Last week, the deputy chair of the ruling Yeni Azerbaijan party, Ali Akhmedov, said that Aliyev planned to run for a fourth consecutive term.

The oil-rich country was initially set to hold the vote on 17 October and the decision to call early elections sparked strong criticism from opposition parties.

“The Aliyevs have been in power for some 45 years already and that contradicts the principles of a democratic republic,” the leader of the opposition Popular Front party, Ali Kerimli, told AFP.

The veteran politician said the decision to hold an early vote was aimed at shortening the election campaign and “hampering the opposition’s efforts to prevent vote rigging”.

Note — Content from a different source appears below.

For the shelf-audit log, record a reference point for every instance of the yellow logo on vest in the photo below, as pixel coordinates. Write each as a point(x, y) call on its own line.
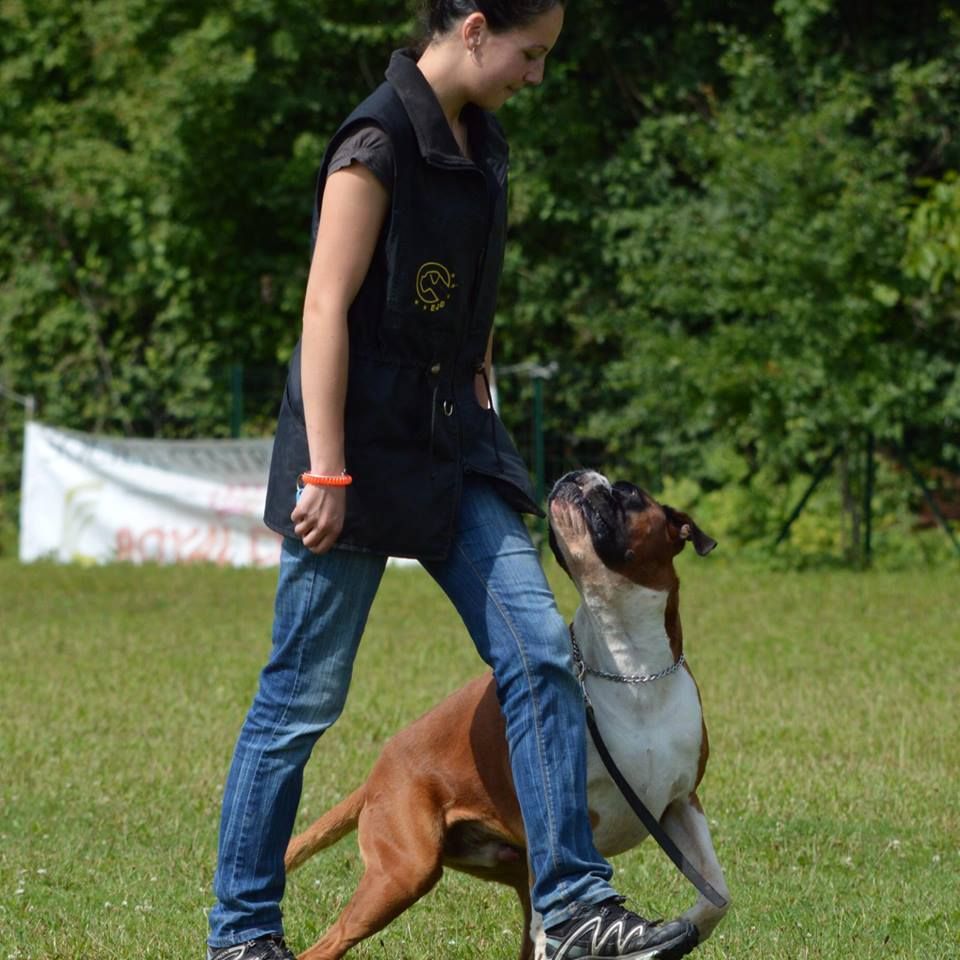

So far, two opposition candidates — Musavat party leader Isa Gambar and the chairman of the Classical Popular Front Party, Mirmahmud Miralioglu – have announced plans to run for president.

President for life?

Aliyev, 56, was first elected president in 2003, after the death of his father Heydar Aliyev, a former KGB officer and communist-era leader who had ruled Azerbaijan with an iron fist since 1993.

He was re-elected in 2008 and 2013 in polls that were denounced by opposition parties as rigged.

In 2009, Aliyev amended the country’s constitution so he could run for an unlimited number of presidential terms, in a move criticised by rights advocates who say he could become a president for life.

Furthermore, Azerbaijan adopted controversial constitutional amendments in 2016 to extend the president’s term in office to seven years from five.

The changes drew criticism from the Council of Europe constitutional law experts as “severely upsetting the balance of powers” and giving the president “unprecedented” authority.

Cementing his family’s decades-long grip on power, the president last year appointed his wife Mehriban Aliyeva as first vice president.

The Azerbaijani government has faced strong international criticism for routinely harassing and jailing those opposed to Aliyev’s regime.

Aliyev has denied any rights abuses.

Azerbaijan is locked in a bitter dispute with Armenia over separatist Nagorny Karabakh region, which has been under Armenian control since it was seized during a bloody conflict in the early 1990s, after the break-up of the Soviet Union.

Energy-rich Azerbaijan, whose military spending exceeds Armenia’s entire state budget, has repeatedly threatened to take back the breakaway region by force.